Vollmacht stellt keinen Grund zum Behaltendürfen dar

Ist das konkrete Rechtsgeschäft von der Vollmacht abgedeckt und damit wirksam, heißt dies allerdings noch lange nicht, dass der Bevollmächtigte generell eine uneingeschränkte Verfügungsbefugnis über das Vermögen des Erblassers hat. Selbst eine dem Bevollmächtigten erteilte Generalvollmacht mag den Bevollmächtigten beispielsweise berechtigen, von dem Bankkonto des Erblassers erhebliche Beträge abzuheben.

Die Vollmacht sagt aber nichts darüber aus, was mit diesen Geldbeträgen passieren soll oder dass der Bevollmächtigte die Beträge für sich behalten darf.

Rechtlich muss hier streng zwischen dem der Vollmacht zugrunde liegenden Rechtsverhältnis zwischen Erblasser und Bevollmächtigtem einerseits und einem Rechtsverhältnis unterschieden werden, das einen Bevollmächtigten gegebenenfalls dazu berechtigen würde, Gelder des Erblassers für sich zu behalten.

Eine Bevollmächtigung liegt regelmäßig ein Auftrag nach den §§ 662 ff. BGB (Bürgerliches Gesetzbuch) zugrunde. Einen Rechtsgrund zum Behaltendürfen desjenigen Vermögens, das der Bevollmächtigte im Rahmen der Ausführung des Auftrages erhält, stellt ein solcher Auftrag jedoch nicht dar. Nach § 667 BGB ist der beauftragte Bevollmächtigte vielmehr verpflichtet, seinem Auftraggeber alles, was er im Zuge der Abwicklung des Auftrages erhält, herauszugeben.

Das Verbot des Insichgeschäfts

Eine weitere Einschränkung der Rechte eines Bevollmächtigten enthält der § 181 BGB. Danach ist es dem Bevollmächtigten untersagt, mit sich selber im Namen des Vollmachtgebers Rechtsgeschäfte abzuschließen.

Ein gewiefter Bevollmächtigter könnte zum Beispiel auf die Idee kommen, eine vom Erblasser erteilte Generalvollmacht dazu zu nutzen, sich selber Teile des Erblasservermögens oder größere Geldbeträge zu schenken. Bei diesem Rechtsgeschäft würde er auf der einen Seite als Vertreter und Bevollmächtigter des Erblassers auftauchen (Schenker) und als Beschenkter die Schenkung nur allzu bereitwillig annehmen.

Solche so genannten Insichgeschäfte erlaubt die Rechtsordnung wegen der offensichtlichen Missbrauchsgefahr grundsätzlich nicht, § 181 BGB.
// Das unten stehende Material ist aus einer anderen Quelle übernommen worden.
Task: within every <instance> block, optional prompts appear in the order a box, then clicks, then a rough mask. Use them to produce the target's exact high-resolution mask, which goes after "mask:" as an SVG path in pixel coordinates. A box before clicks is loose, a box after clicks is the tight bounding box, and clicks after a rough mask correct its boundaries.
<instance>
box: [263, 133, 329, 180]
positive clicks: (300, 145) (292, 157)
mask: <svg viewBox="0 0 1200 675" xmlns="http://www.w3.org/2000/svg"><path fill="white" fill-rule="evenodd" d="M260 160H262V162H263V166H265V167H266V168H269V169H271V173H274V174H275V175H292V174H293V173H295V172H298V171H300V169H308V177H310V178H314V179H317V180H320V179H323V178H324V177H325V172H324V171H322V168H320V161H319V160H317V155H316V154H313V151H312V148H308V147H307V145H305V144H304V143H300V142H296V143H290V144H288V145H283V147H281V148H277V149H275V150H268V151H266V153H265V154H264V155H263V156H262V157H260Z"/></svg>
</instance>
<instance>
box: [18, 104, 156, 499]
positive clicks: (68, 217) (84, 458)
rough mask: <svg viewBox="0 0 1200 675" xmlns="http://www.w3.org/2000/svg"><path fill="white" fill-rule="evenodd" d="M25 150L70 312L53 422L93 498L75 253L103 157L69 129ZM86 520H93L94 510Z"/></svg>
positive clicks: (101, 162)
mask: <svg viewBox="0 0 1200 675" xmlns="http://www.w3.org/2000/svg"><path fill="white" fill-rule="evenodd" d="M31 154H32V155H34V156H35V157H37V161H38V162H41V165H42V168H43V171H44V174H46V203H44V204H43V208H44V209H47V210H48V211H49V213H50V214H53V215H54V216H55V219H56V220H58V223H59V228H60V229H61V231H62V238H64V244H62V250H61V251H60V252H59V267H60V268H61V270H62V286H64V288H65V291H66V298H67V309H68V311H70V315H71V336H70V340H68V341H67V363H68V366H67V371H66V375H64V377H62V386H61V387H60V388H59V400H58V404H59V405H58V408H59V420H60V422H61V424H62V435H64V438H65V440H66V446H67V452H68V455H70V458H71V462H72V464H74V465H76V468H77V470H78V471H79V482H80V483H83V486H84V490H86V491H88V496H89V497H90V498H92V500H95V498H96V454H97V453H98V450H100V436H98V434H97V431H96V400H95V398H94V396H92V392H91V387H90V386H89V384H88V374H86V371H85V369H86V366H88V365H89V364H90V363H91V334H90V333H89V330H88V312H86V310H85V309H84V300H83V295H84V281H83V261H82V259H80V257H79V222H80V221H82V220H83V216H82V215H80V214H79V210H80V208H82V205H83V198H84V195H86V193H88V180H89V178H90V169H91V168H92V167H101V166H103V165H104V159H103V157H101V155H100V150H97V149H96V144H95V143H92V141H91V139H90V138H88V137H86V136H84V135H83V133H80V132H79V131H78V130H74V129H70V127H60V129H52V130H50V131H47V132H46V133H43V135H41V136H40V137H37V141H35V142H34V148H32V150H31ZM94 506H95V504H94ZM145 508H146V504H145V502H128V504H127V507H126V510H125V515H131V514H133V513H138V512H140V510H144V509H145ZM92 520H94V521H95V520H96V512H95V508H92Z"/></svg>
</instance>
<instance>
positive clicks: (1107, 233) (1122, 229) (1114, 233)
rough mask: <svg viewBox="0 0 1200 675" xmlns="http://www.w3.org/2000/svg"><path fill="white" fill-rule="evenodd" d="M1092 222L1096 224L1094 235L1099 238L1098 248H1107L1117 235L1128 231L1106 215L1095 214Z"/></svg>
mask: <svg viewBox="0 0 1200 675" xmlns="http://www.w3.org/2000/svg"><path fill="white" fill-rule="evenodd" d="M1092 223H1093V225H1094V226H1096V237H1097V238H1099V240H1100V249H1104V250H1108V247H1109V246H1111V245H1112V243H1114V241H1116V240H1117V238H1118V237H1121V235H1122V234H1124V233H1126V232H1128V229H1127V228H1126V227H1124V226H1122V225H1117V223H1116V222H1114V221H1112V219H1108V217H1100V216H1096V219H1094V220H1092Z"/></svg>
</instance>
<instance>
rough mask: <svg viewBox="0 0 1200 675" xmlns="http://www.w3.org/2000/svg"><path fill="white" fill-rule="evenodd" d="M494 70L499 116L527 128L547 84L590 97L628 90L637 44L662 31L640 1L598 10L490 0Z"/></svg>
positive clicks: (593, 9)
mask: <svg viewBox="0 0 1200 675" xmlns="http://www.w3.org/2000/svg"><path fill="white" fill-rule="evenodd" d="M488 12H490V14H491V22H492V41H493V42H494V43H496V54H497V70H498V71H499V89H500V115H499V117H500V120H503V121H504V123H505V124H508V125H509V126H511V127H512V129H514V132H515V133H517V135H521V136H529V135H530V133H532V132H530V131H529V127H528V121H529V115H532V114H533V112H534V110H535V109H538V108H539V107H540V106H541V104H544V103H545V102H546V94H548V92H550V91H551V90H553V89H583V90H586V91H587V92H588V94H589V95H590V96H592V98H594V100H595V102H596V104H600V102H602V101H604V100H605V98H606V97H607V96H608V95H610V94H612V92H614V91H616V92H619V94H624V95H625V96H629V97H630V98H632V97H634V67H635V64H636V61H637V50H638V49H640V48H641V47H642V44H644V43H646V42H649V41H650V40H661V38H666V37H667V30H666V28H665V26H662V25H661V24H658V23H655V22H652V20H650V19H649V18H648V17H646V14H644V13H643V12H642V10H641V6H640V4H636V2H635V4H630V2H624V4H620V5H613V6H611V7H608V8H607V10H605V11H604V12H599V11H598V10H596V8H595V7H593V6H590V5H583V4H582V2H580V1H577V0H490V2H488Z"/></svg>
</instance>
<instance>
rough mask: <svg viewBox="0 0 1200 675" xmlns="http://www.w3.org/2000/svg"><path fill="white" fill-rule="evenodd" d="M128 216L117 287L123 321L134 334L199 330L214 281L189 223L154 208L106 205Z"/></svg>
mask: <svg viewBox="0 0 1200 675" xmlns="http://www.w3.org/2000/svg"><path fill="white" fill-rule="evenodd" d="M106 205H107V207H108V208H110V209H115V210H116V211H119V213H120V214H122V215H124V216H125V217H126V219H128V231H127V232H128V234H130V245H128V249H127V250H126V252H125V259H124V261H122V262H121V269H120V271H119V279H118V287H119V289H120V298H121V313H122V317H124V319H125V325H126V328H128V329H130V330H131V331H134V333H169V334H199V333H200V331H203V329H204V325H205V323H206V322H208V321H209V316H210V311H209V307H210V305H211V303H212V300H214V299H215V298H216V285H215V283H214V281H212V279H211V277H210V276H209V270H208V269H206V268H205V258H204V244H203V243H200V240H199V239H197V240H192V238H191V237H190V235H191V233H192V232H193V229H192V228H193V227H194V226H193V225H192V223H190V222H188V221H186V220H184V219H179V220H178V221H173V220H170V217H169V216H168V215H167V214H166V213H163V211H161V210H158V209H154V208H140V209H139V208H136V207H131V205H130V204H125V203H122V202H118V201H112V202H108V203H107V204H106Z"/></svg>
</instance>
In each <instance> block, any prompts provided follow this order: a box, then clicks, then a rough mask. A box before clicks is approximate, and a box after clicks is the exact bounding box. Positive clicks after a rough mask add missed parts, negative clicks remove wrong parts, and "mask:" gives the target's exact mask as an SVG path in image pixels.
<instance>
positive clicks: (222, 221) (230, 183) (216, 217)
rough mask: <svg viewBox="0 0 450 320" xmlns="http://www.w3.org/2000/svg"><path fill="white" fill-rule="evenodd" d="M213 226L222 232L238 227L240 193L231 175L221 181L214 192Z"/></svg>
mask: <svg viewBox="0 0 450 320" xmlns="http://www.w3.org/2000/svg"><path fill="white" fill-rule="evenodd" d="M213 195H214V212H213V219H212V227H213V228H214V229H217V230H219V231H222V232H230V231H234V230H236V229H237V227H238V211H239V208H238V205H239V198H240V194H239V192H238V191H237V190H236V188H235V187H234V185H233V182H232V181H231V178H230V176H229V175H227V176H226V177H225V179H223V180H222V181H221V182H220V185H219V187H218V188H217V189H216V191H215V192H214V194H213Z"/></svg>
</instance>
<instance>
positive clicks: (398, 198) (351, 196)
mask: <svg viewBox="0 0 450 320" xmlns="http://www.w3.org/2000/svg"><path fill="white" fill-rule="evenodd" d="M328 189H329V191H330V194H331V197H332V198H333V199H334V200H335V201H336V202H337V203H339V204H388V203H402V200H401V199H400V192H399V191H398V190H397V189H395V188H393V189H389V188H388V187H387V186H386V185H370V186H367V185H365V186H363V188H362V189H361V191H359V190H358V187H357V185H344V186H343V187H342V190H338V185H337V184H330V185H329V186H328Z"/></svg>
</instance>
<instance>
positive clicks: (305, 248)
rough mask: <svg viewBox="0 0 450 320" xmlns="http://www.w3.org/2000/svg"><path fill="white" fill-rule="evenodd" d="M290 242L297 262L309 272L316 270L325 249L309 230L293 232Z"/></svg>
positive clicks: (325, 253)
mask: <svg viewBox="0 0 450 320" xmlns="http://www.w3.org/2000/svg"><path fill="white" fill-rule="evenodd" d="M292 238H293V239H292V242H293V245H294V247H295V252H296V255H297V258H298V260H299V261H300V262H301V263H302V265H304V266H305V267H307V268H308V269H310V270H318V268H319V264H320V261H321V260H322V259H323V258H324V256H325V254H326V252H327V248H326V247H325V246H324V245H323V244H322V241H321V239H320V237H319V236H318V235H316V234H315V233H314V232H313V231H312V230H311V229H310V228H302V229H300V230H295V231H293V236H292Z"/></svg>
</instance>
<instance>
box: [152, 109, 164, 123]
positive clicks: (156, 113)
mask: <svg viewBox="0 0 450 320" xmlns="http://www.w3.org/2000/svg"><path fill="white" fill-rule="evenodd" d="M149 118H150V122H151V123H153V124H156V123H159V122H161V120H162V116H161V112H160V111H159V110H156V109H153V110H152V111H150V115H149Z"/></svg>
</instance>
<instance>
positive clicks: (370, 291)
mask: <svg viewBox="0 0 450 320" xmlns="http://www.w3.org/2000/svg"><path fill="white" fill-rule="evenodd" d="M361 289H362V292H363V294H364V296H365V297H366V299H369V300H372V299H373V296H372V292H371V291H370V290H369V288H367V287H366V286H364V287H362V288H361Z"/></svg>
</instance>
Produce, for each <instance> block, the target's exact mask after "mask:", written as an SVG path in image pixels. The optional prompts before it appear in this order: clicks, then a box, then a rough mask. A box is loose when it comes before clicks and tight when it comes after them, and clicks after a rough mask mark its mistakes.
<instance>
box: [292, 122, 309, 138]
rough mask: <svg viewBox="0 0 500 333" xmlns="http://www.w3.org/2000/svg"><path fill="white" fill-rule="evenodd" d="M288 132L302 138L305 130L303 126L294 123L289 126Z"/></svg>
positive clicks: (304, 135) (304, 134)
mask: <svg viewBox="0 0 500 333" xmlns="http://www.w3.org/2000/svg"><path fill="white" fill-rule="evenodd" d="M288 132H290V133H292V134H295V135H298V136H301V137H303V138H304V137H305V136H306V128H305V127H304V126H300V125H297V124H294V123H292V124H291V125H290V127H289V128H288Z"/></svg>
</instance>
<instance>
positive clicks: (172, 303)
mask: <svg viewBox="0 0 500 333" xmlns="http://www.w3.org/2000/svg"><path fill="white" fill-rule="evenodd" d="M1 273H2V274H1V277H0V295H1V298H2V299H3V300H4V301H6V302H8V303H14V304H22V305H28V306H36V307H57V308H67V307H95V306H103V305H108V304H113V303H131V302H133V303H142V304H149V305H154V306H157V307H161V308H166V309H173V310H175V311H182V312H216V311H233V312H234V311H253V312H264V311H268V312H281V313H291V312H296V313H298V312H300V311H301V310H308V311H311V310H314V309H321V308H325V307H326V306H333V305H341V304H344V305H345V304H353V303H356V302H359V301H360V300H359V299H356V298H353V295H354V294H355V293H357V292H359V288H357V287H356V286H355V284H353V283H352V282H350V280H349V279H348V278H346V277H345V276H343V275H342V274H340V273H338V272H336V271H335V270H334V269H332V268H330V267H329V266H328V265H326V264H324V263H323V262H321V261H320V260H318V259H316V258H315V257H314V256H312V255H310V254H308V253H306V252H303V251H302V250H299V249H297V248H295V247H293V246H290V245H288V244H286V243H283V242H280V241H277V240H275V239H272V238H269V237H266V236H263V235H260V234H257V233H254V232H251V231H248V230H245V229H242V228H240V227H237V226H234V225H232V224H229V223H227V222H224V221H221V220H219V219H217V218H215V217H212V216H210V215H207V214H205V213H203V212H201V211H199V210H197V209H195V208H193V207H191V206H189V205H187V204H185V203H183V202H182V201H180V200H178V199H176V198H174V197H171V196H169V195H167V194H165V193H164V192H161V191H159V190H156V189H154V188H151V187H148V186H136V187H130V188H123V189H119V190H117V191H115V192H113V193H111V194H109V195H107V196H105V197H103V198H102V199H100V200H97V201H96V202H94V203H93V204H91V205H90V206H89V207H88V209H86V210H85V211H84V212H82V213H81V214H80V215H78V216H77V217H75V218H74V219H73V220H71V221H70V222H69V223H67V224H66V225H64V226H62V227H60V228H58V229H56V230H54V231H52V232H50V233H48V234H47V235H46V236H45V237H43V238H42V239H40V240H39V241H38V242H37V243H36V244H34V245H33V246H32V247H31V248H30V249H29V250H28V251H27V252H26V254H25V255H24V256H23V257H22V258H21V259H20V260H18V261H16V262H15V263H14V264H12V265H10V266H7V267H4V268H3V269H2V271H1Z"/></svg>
Es besteht allerdings für den Erblasser und Vollmachtgeber die Möglichkeit, den Bevollmächtigten von der Einschränkung des § 181 BGB zu befreien.

Der Missbrauch der Vollmacht - Die Kollusion

Weiter ist das Handeln eines Vertreters dann unwirksam, wenn dieser seine Vertretungsmacht gemeinsam mit seinem Vertragsgegner dazu nutzt, um zum Nachteil des Erblassers und Vollmachtgebers zu handeln.

Schließt der Bevollmächtigte zum Beispiel als Vertreter des Erblassers mit seiner Freundin einen Vertrag, wonach die Freundin den PKW des Erblassers (Wert 50.000 Euro) für einen Betrag von 4.000 Euro erwirbt, dann wäre dies ein klassischer Fall kollusiven Verhaltens zwischen Bevollmächtigtem und Vertragspartner.

Der offensichtliche Missbrauch der Vollmacht würde weder den Erblasser noch den Erben binden. Der für den Erblasser abgeschlossene Vertrag wäre nichtig.